Khamis-Roche predicts adult height from a single measurement using height, weight, and parental heights. It places the athlete on a population reference percentile and produces a maturation stage, a biological age, and a percentage of predicted adult height. This works from the very first test. No longitudinal history is required.
The velocity layer activates once an athlete has two or more stadiometer or home-measured tests at least 90 days apart. By comparing how fast the athlete actually grew between tests against how fast the reference curve grows at that same age, the system estimates a personal tempo factor. An athlete moving through puberty faster than the reference has a factor above 1. Slower than average gives a factor below 1. This factor then adjusts where on the reference curve the athlete is projected to be at any future age, shifting PHV earlier or later accordingly.
Why use a population reference rather than fitting a model to the athlete alone? Statistical models like SITAR, used in research settings, fit a mean growth curve to a full longitudinal cohort and estimate individual deviations from it. They require many measurements per person to be stable and cannot produce maturity or adult-height estimates from a single test.
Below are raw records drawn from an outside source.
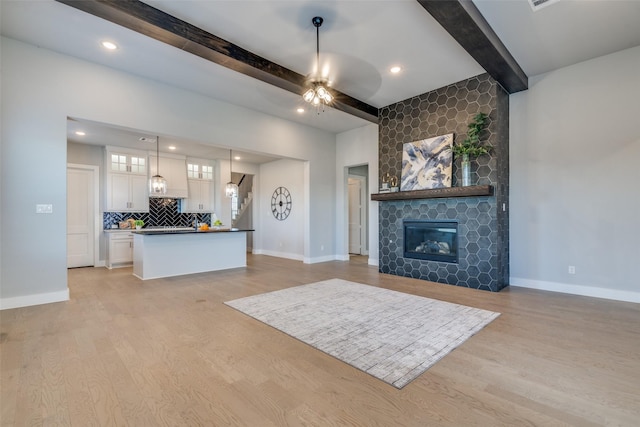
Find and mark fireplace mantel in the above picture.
[371,185,493,202]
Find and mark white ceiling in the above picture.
[0,0,640,162]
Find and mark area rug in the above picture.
[225,279,500,388]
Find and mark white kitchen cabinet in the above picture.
[107,231,133,269]
[180,179,213,213]
[105,147,149,212]
[149,153,189,199]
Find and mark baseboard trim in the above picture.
[253,249,304,261]
[509,277,640,303]
[304,255,340,264]
[0,288,69,310]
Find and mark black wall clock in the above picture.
[271,187,291,221]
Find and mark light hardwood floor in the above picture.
[0,256,640,427]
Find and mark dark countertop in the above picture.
[131,227,255,235]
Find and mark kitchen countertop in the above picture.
[131,227,255,235]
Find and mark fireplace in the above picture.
[403,220,458,263]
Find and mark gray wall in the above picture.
[510,47,640,302]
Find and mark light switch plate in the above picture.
[36,205,53,213]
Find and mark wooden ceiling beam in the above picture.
[418,0,529,93]
[56,0,378,124]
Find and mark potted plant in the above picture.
[451,113,491,187]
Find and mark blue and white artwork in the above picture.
[400,133,453,191]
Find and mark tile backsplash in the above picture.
[102,197,211,229]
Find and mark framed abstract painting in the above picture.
[400,133,453,191]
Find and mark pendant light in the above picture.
[149,136,167,196]
[302,16,333,114]
[225,150,238,198]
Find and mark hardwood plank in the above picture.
[0,256,640,426]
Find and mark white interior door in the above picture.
[67,166,97,268]
[348,176,367,255]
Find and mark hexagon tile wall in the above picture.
[378,74,509,291]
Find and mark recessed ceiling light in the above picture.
[102,40,118,50]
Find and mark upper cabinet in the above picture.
[180,159,214,213]
[107,152,147,176]
[149,153,189,199]
[105,147,149,212]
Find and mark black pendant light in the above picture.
[302,16,333,114]
[149,136,167,196]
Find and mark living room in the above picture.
[0,1,640,425]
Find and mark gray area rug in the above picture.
[225,279,500,388]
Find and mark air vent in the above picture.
[529,0,560,12]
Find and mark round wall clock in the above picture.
[271,187,291,221]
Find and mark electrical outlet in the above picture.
[36,205,53,213]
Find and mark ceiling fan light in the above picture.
[302,89,316,102]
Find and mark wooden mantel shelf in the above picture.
[371,185,493,202]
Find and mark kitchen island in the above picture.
[132,228,253,280]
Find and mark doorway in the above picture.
[347,165,369,255]
[67,163,99,268]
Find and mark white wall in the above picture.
[510,47,640,302]
[0,38,335,308]
[336,124,379,265]
[254,160,304,261]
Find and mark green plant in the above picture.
[451,113,491,157]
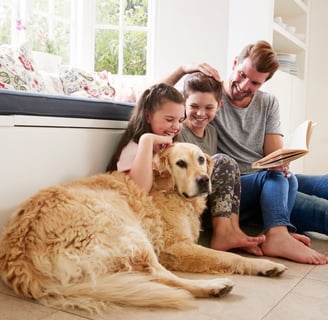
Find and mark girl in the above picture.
[107,83,185,192]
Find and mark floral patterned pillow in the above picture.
[0,45,44,92]
[59,67,115,99]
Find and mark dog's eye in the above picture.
[176,160,187,168]
[198,156,205,164]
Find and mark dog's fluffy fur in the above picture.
[0,143,286,312]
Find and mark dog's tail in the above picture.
[38,273,193,314]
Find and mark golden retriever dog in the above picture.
[0,143,286,313]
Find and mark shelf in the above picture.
[275,0,308,17]
[273,22,306,53]
[272,0,309,78]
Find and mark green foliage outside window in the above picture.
[95,0,148,75]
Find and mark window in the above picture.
[0,0,152,76]
[95,0,148,75]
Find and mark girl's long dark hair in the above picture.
[107,83,184,171]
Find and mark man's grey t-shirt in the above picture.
[212,90,282,174]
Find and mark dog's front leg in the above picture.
[159,241,287,276]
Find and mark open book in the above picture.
[252,120,315,169]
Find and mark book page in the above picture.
[284,120,313,150]
[252,120,313,169]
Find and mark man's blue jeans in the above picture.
[240,170,298,232]
[291,174,328,234]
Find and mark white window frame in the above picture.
[1,0,156,77]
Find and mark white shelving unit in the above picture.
[272,0,309,79]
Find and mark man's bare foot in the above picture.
[290,233,311,247]
[210,217,265,256]
[261,226,328,265]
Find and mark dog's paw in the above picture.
[257,259,287,277]
[208,278,234,297]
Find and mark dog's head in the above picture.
[153,142,213,198]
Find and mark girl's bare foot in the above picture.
[290,233,311,247]
[210,217,265,256]
[261,226,328,265]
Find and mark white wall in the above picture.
[304,0,328,174]
[152,0,229,80]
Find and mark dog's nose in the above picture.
[196,174,210,193]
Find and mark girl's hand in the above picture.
[153,135,173,153]
[139,133,173,153]
[268,163,290,178]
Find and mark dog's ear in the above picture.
[205,153,213,177]
[152,150,175,191]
For academy use, where an athlete might arrive with one measurement and no history, a population reference anchors the system from day one while the velocity layer personalises it over time.
A note on reference data. The population growth curves used here are derived from CDC reference data using LMS values to calculate every percentile. Like all cross-sectional references, these curves slightly underestimate the true height of the growth velocity spike at PHV compared to longitudinal datasets such as the Berkeley Growth Study. The velocity factor is calculated as a ratio against this same reference, so both the observed velocity and the expected velocity share the same baseline. The relative signal, whether an athlete is ahead of or behind their own reference trajectory, is preserved. What this means in practice is that the direction and timing of the personalised projection are sound, while the absolute peak height of the velocity spike shown on the graph may be modestly conservative.
The confidence band reflects two sources of uncertainty. Before PHV, where the growth curve is rising steeply, a small difference in timing produces a large difference in projected rate, so the band is wider. After PHV, the trajectory is more predictable and the band narrows. With a single inter-test interval the band uses a conservative fixed width. With each additional measured test the band tightens as the velocity estimate becomes more consistent.
This approach draws on the SITAR model (Cole et al. 2010) and is supported by findings in Monasterio et al. (2026), which showed SITAR correctly classifies 80 to 84% of athletes as pre, circa, or post-PHV from incomplete growth records, compared to roughly 60% for cross-sectional maturity offset equations. The Khamis-Roche method (1994) forms the single-test foundation, with adult height predictions consistent in accuracy with skeletal age assessments that require radiographs.